Sarah Sze, “Second Studio (Fragment Series)” (2015), acrylic paint, archival prints, stainless steel, wood, chair, metal chain, stone, plastic, plant, foamcore, newspaper, chipboard, 122 x 256 x 150 in.

In a recent op-ed for the New York Times titled “What Art Unveils,” the philosopher Alva Noë asks: “Why are artists so bent on making stuff? To what end?” In responding to the trend of using neuroscience to understand art, Noë argues the opposite: that we can use art to understand ourselves.

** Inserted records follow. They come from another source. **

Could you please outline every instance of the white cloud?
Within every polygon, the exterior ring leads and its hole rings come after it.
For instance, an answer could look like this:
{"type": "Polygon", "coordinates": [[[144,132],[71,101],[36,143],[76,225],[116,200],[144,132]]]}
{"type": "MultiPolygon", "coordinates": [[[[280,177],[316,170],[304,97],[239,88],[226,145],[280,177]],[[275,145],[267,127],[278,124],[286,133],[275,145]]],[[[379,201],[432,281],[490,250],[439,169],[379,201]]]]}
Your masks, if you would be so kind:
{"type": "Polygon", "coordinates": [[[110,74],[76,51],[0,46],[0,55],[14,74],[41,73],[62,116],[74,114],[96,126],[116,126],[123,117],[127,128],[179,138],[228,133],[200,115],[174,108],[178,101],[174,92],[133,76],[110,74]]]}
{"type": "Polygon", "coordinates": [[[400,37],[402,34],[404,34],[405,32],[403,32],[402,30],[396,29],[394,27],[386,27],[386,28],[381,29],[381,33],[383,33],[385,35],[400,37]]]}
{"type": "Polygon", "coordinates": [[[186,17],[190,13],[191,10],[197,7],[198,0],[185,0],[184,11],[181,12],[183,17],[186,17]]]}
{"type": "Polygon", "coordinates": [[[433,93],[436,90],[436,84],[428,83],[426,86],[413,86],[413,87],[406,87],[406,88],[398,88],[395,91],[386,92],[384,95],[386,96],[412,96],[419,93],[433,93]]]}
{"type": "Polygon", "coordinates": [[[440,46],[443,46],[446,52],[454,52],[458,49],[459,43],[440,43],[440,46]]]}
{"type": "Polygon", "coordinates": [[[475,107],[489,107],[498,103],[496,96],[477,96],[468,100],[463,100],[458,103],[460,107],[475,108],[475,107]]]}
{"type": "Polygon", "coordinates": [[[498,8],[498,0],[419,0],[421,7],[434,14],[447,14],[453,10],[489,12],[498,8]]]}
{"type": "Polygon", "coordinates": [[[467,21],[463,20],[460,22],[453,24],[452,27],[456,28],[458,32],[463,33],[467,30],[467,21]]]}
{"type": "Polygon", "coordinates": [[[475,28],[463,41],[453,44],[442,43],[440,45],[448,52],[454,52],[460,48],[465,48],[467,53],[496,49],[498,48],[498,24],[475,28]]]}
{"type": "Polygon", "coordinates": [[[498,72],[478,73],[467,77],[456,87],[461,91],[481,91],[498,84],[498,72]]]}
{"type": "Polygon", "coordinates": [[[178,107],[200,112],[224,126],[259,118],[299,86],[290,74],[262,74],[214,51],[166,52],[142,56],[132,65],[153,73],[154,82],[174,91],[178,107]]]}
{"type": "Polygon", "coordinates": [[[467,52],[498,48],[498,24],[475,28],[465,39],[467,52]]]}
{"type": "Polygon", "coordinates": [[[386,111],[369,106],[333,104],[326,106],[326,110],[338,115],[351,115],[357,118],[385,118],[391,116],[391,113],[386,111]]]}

Artists make “stuff,” he says, because it is in our human nature to create — “making stuff is special for us.” (“My work is based on doing,” Gego wrote in one of her notebooks, and brings “delight by making it.”) But what makes an artist’s creation different, according to Noë, is that it makes the ordinary strange. (“You see things that are familiar to you, but you see them in an unfamiliar way,” Sze said of her work in a 2013 interview.) Noë concludes: “Art is itself a research practice, a way of investigating the world and ourselves.” Indeed, observing Gego and Sze’s works feels a bit like research, as their multiple parts appear to unfold into intricate analyses and systems. Each artist is of course distinct — Sze is more concerned with the observable world, while Gego’s language was more abstract and formal — but both make plain our impulse to create and tinker. Perhaps it is this very human presence that makes these artists’ habitats inviting, even though their architecture doesn’t intend to offer shelter.


Gego, “Sin título” (1968), ink on paper, 15 5/16 x 13 3/16 in. (©Fundación Gego)

Sarah Sze continues at Tanya Bonakdar (521 West 21st Street, Chelsea, Manhattan) through October 17. Gego: Autobiography of a Line continues at Dominique Lévy (909 Madison Avenue, Upper East Side Manhattan) through October 24.